# Modeling Method presents different way to teach students physics

One of the main differences between the Modeling Method and the traditional lecture format is that, in the Modeling Method, students learn physics by doing the problem-solving themselves rather than watching the teacher do it, says David Hestenes, ASU emeritus professor of physics and pioneer of the method.

In the Modeling Method, students are not being lectured to by the teacher. They instead are guided to develop a model of a physical system using diagrams, maps and mathematical formulas. The teacher acts as a facilitator who is unobtrusively in control of the agenda at all times.

According to Larry Dukerich, a physics teacher at Dobson High School in Mesa , Ariz. , the Modeling Method also emphasizes a lab-based approach to learning, similar to actual research, rather than the textbook-based approach found in traditional teaching methods.

Susan Poland, a physics teacher at Dysart High School in El Mirage , Ariz. , describes the traditional style of teaching physics as “lecture, lecture, lecture, problems, problems, problems, and maybe a lab.” She says that the Modeling Method “is a totally different way of teaching,” and that “you can't just memorize things.”

In the traditional lecture method, the teacher is the focus of attention, and the student is more of an observer than a participant. In this approach, memorization becomes the major technique for learning the material, Hestenes says.

In the Modeling Method, the teacher gives some initial background on the physical system, but then it is up to the students to design and perform experiments, develop a model to represent relationships between variables in the system, and analyze and verify the model, Dukerich says. The students also present their findings to the rest of the class, while the teacher checks their understanding of the conceptual and mathematical model they've developed.

One example of a physical system that gets modeled is a pulley-wheel system, called a modified “Atwood's machine,” with a car on one end and a weight on the other. First, the students describe the system and identify parameters that they can measure, such as force, mass and acceleration. With this example, the students learn how motion is related to force.

The students then are directed to develop a functional relationship between the different variables they have identified by conducting experiments. The students are guided to make distinctions between independent variables (variables under their direct control) and dependent variables (the effects), and to design their experiments by holding some parameters constant and varying others.

The modeling cycle comes to a close when the students deploy their models by applying them to new situations, which can involve predicting the effects of new experiments.

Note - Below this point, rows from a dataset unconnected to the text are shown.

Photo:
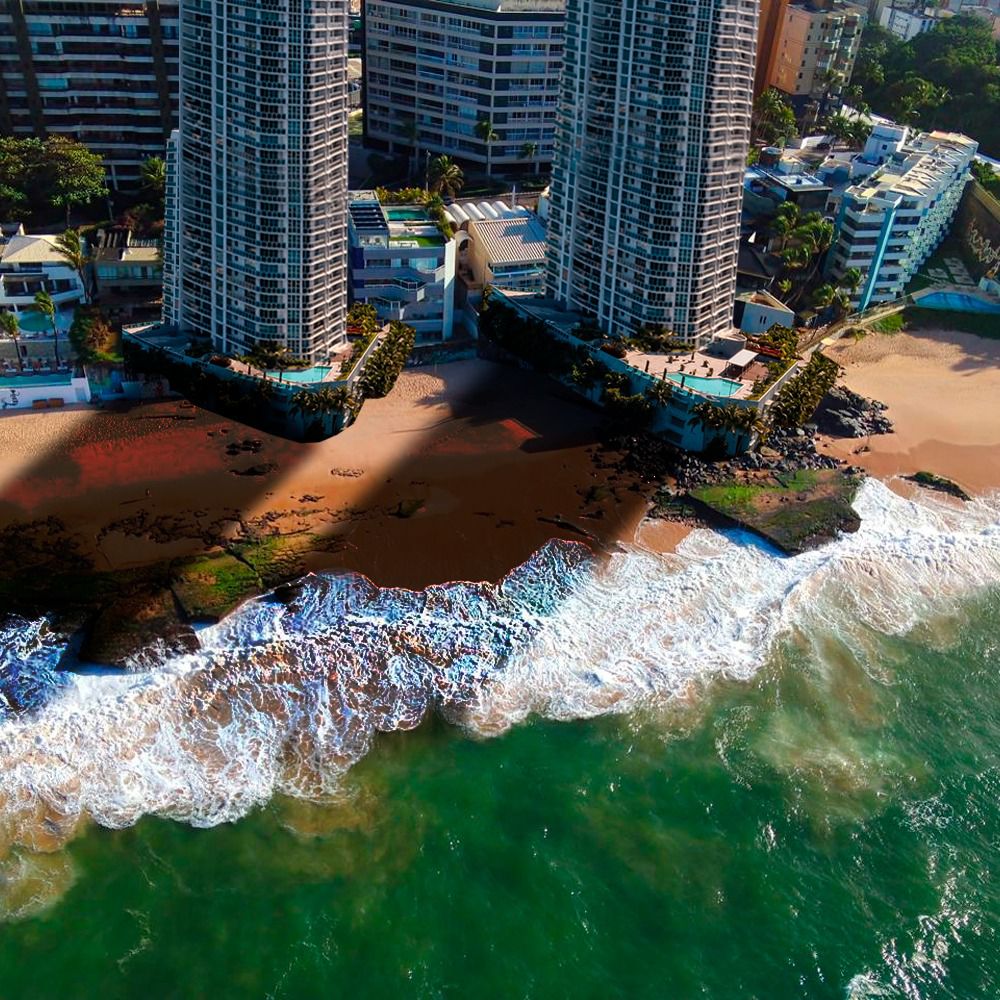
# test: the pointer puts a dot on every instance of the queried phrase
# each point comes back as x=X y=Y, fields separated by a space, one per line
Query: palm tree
x=488 y=134
x=823 y=296
x=70 y=246
x=661 y=392
x=851 y=279
x=528 y=151
x=11 y=328
x=45 y=305
x=154 y=176
x=445 y=176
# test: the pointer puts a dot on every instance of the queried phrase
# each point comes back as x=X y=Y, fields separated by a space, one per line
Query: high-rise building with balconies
x=651 y=148
x=101 y=71
x=436 y=70
x=258 y=210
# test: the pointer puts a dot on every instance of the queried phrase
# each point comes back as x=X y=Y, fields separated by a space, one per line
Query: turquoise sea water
x=796 y=796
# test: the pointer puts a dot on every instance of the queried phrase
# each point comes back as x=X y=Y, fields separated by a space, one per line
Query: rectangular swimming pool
x=957 y=302
x=710 y=386
x=308 y=375
x=33 y=381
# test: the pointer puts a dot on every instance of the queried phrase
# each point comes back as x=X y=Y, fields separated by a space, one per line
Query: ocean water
x=718 y=774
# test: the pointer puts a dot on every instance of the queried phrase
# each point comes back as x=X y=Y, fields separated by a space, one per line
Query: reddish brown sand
x=461 y=473
x=943 y=390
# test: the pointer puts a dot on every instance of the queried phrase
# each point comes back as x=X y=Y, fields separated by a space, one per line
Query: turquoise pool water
x=710 y=386
x=406 y=215
x=32 y=381
x=308 y=375
x=34 y=323
x=957 y=302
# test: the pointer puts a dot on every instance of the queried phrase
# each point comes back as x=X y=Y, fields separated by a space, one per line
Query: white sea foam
x=285 y=698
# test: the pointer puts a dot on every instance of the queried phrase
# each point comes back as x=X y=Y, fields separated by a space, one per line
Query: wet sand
x=942 y=389
x=461 y=473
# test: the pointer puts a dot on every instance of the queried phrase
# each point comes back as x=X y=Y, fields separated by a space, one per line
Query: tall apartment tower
x=652 y=138
x=435 y=69
x=259 y=172
x=101 y=71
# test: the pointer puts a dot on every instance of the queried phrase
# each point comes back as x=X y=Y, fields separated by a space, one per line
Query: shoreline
x=461 y=473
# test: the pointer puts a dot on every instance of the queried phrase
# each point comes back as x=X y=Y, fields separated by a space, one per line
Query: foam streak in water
x=285 y=698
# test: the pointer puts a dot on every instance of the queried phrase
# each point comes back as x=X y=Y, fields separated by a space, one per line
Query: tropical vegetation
x=41 y=176
x=93 y=338
x=947 y=78
x=11 y=329
x=445 y=176
x=45 y=305
x=386 y=362
x=773 y=120
x=797 y=399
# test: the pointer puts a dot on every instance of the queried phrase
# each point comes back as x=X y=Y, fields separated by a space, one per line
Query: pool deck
x=696 y=364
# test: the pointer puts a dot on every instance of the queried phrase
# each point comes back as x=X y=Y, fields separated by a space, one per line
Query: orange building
x=772 y=17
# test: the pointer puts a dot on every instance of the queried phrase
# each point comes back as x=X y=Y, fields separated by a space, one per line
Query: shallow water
x=722 y=774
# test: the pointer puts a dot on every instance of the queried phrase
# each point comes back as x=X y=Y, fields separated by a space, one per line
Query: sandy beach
x=942 y=389
x=461 y=473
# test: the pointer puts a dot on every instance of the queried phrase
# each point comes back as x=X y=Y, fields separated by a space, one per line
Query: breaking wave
x=284 y=697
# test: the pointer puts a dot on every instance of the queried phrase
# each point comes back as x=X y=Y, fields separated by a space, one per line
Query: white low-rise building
x=507 y=251
x=402 y=264
x=31 y=264
x=891 y=221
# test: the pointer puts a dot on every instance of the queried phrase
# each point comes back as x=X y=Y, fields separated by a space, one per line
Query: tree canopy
x=39 y=176
x=946 y=78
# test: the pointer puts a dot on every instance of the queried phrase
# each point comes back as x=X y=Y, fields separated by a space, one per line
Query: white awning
x=741 y=359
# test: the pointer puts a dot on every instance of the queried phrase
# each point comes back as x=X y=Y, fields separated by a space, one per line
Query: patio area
x=707 y=372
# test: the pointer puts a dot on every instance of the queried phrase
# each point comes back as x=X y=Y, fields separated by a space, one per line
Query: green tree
x=773 y=120
x=45 y=306
x=153 y=174
x=445 y=176
x=76 y=176
x=71 y=247
x=529 y=151
x=487 y=133
x=10 y=328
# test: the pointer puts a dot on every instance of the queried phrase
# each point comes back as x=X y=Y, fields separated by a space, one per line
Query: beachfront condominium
x=815 y=49
x=652 y=140
x=101 y=71
x=257 y=216
x=477 y=80
x=893 y=219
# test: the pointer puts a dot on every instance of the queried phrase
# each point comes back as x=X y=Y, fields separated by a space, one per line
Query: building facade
x=258 y=214
x=437 y=70
x=816 y=48
x=104 y=72
x=891 y=221
x=652 y=139
x=772 y=17
x=32 y=264
x=402 y=265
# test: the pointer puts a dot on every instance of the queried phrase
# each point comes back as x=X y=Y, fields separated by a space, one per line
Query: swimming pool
x=35 y=322
x=315 y=374
x=406 y=215
x=957 y=302
x=33 y=381
x=709 y=386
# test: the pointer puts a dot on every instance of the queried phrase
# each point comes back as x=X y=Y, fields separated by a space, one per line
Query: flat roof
x=32 y=250
x=520 y=239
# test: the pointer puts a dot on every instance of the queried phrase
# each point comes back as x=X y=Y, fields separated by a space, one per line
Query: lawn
x=980 y=324
x=794 y=511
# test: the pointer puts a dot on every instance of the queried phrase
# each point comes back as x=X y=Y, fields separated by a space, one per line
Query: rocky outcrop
x=844 y=413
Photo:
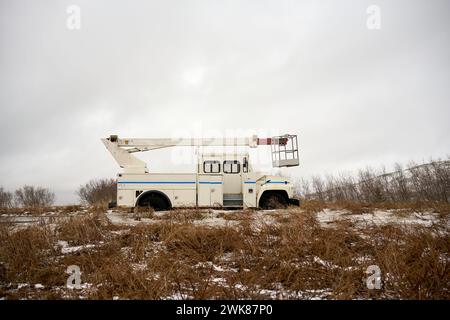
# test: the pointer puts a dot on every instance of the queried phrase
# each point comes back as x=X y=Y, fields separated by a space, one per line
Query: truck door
x=232 y=177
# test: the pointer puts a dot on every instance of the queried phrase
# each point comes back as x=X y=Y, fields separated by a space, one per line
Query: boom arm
x=122 y=149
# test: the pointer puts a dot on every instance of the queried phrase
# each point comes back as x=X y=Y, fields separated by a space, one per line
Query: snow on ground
x=377 y=217
x=65 y=248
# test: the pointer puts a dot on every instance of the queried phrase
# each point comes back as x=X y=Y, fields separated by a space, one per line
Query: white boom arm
x=122 y=149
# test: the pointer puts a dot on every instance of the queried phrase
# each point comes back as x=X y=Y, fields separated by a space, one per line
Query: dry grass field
x=316 y=251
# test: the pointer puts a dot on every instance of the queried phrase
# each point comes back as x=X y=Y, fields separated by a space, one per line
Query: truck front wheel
x=273 y=200
x=156 y=201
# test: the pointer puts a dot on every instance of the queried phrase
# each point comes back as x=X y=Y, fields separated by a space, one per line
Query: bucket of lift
x=285 y=151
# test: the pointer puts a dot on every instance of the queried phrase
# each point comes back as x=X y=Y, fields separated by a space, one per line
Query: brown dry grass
x=293 y=258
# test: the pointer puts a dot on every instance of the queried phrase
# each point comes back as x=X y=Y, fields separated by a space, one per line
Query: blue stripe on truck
x=157 y=182
x=169 y=182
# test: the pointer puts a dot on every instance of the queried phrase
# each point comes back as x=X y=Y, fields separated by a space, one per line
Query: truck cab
x=234 y=184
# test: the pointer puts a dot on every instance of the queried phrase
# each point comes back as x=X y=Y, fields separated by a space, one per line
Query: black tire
x=273 y=201
x=155 y=201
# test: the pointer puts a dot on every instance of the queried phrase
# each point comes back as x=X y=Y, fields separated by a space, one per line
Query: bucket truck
x=222 y=179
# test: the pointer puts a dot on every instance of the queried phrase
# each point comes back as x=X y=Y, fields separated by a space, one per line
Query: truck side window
x=232 y=166
x=211 y=166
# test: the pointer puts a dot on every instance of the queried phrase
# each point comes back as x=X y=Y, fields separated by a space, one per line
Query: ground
x=312 y=252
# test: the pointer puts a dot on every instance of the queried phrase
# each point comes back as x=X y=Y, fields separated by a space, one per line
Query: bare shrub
x=429 y=182
x=6 y=199
x=34 y=197
x=98 y=192
x=83 y=230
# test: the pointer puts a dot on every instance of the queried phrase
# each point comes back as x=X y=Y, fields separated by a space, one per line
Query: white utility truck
x=222 y=179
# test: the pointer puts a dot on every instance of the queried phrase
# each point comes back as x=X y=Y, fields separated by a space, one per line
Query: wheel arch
x=268 y=192
x=147 y=193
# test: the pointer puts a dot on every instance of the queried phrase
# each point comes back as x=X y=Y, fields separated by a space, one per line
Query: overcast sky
x=355 y=96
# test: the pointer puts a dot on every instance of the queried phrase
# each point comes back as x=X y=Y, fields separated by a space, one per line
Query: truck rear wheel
x=153 y=200
x=273 y=201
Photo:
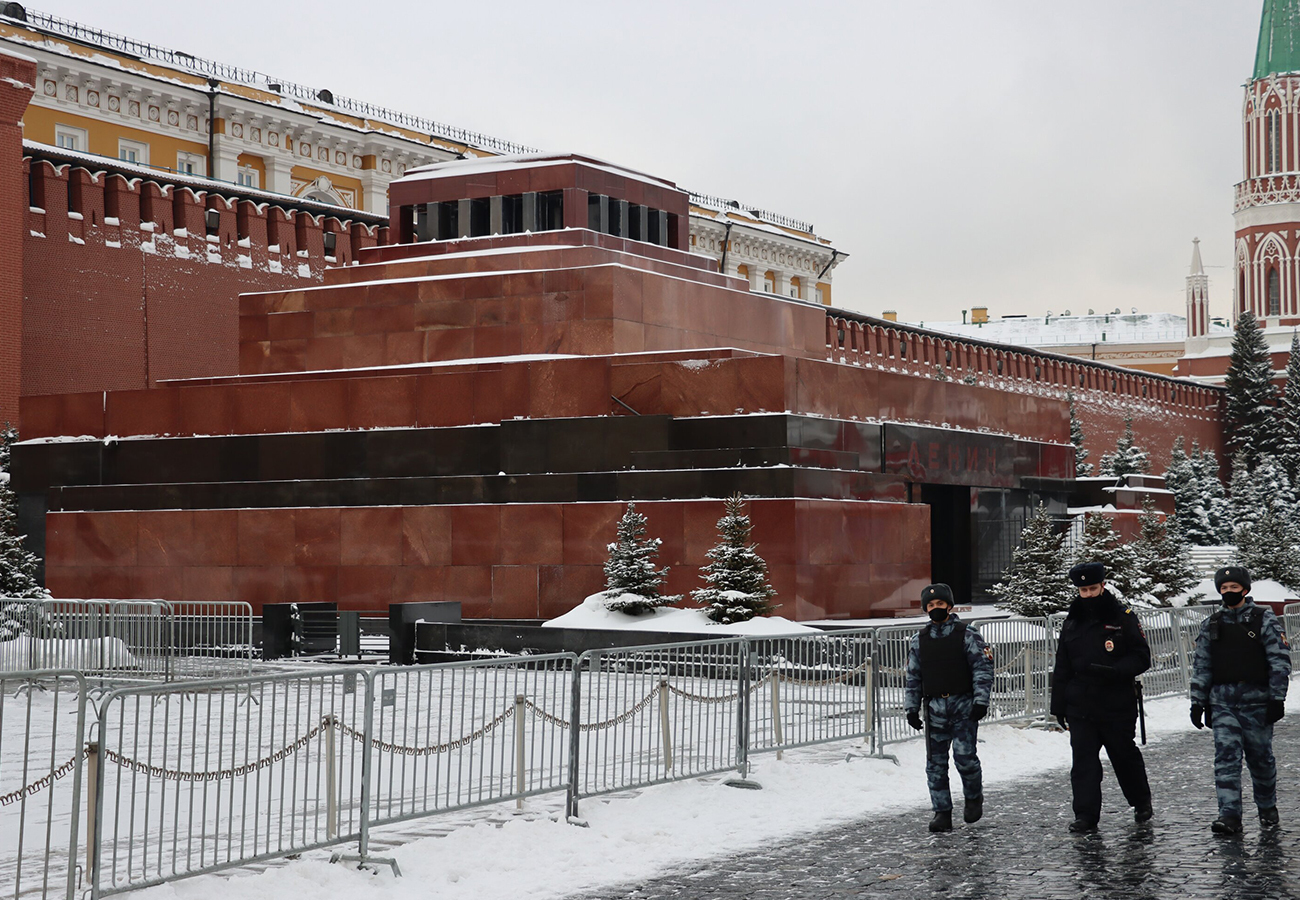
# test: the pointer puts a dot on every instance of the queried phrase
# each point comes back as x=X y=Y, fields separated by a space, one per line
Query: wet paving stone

The deployment phase allows students to understand the model they have developed in more than one context, and it enhances their grasp of the system they were modeling.

The Modeling Method makes improvements over other more student-centered inquiry based approaches to teaching physics as well, because it emphasizes the development of scientific models. The use of models allows students to develop a more “coherent, flexible and systematic understanding of physics,” Hestenes says.